… er wordt gewisseld …

Na het wisselen (ruilen) is de opslagpartij uitslagpartij geworden en de uitslagpartij opslagpartij. Ze nemen daarbij de beginpositie weer in, met dien verstande dat iedereen nu een andere functie heeft conform de opslag- of uitslagpositie. De verdeling van de functies is wederom vrij.

Vaak is echter de niet-perkspeler opslager en de niet-opslager perkspeler na het wisselen. Met andere woorden: dubbelfuncties worden zoveel mogelijk vermeden om de krachten goed te verdelen (zij het dat er logischerwijs altijd tenminste een speler moet zijn per partuur die zowel op- als uitslaat).

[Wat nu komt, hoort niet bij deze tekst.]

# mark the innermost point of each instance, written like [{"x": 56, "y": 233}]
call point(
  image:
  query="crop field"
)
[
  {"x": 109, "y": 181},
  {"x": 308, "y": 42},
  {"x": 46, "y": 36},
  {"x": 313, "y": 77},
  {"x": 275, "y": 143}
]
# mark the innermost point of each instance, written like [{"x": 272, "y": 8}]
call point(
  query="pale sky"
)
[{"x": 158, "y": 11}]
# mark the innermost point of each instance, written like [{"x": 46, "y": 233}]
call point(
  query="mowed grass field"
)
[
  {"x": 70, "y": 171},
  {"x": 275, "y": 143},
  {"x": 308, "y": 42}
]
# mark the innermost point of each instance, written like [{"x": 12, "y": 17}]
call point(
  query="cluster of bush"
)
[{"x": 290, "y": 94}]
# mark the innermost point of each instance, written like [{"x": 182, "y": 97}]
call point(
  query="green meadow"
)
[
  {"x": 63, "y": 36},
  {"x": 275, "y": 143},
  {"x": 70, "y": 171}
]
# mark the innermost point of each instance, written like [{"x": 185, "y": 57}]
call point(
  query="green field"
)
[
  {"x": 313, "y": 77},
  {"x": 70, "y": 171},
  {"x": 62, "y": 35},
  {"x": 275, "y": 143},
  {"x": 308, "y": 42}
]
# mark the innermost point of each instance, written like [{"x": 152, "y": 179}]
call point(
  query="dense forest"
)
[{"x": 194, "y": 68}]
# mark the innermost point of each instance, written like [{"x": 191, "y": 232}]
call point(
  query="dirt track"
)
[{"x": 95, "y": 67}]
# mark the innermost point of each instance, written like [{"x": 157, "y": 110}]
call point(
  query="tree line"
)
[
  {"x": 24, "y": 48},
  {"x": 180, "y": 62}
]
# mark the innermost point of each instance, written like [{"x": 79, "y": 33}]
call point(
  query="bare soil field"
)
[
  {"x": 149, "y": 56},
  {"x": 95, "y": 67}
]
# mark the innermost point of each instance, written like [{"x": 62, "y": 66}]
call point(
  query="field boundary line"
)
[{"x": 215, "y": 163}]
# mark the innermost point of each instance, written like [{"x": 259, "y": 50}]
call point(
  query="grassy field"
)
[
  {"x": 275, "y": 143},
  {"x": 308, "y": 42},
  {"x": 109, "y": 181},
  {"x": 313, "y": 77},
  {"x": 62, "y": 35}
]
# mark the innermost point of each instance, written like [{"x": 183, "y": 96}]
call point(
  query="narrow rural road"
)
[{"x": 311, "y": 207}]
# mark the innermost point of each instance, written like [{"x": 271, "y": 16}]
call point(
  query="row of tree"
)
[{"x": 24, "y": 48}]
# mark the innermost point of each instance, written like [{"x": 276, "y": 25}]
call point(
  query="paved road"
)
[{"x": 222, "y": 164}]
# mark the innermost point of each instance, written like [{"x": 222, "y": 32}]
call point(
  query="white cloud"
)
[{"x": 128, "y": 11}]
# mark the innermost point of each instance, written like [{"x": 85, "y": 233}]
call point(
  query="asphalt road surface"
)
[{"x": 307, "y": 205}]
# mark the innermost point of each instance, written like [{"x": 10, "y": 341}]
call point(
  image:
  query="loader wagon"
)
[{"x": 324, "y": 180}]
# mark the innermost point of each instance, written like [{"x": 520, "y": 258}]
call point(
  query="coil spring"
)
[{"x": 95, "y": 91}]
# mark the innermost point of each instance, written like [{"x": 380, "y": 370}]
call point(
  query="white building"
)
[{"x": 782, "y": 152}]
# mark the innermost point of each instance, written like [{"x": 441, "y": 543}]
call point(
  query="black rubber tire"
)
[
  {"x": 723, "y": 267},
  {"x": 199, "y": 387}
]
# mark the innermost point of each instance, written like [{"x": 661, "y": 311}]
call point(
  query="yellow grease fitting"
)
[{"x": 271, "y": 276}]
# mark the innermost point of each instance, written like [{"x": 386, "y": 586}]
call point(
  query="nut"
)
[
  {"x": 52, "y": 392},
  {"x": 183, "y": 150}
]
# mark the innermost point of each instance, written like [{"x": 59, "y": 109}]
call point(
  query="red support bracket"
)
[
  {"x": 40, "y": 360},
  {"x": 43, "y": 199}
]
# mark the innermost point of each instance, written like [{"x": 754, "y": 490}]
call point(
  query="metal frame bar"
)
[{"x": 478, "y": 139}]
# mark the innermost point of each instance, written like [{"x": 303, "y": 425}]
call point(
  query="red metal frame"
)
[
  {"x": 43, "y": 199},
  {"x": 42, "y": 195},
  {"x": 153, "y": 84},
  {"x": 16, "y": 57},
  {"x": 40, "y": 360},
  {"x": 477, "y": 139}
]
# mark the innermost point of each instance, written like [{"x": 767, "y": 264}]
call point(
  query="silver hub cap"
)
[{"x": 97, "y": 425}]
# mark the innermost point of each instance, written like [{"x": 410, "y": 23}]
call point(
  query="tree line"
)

De onbesliste slag(en) moet(en) nu alsnog worden beslist. Eerst wordt om de eerste kaats gespeeld, vervolgens eventueel om de tweede kaats. De (nieuwe) opslagpartij moet proberen een denkbeeldige verticale lijn die door het witte blokje evenwijdig aan de voorlijn loopt, te verdedigen. De (huidige) uitslagpartij moet juist proberen de bal voorbij deze denkbeeldige lijn te slaan. Hoe verder de kaats van de voorlijn ligt (hoe “dikker” de kaats), hoe moeilijker dit voor de uitslagpartij zal zijn. Bij twee kaatsen wordt de eerste kaats opgeslagen door de voor-minst opslager en de tweede door de voor-best opslager; bij één kaats slaat de voor-best opslager alleen op.

Uiteraard wordt de opslager door zijn twee partuurgenoten gesteund in het verdedigen van de kaats. Indien de opslagpartij de kaats weet te behouden, verdient zij twee punten, anders zijn de twee punten voor de tegenpartij.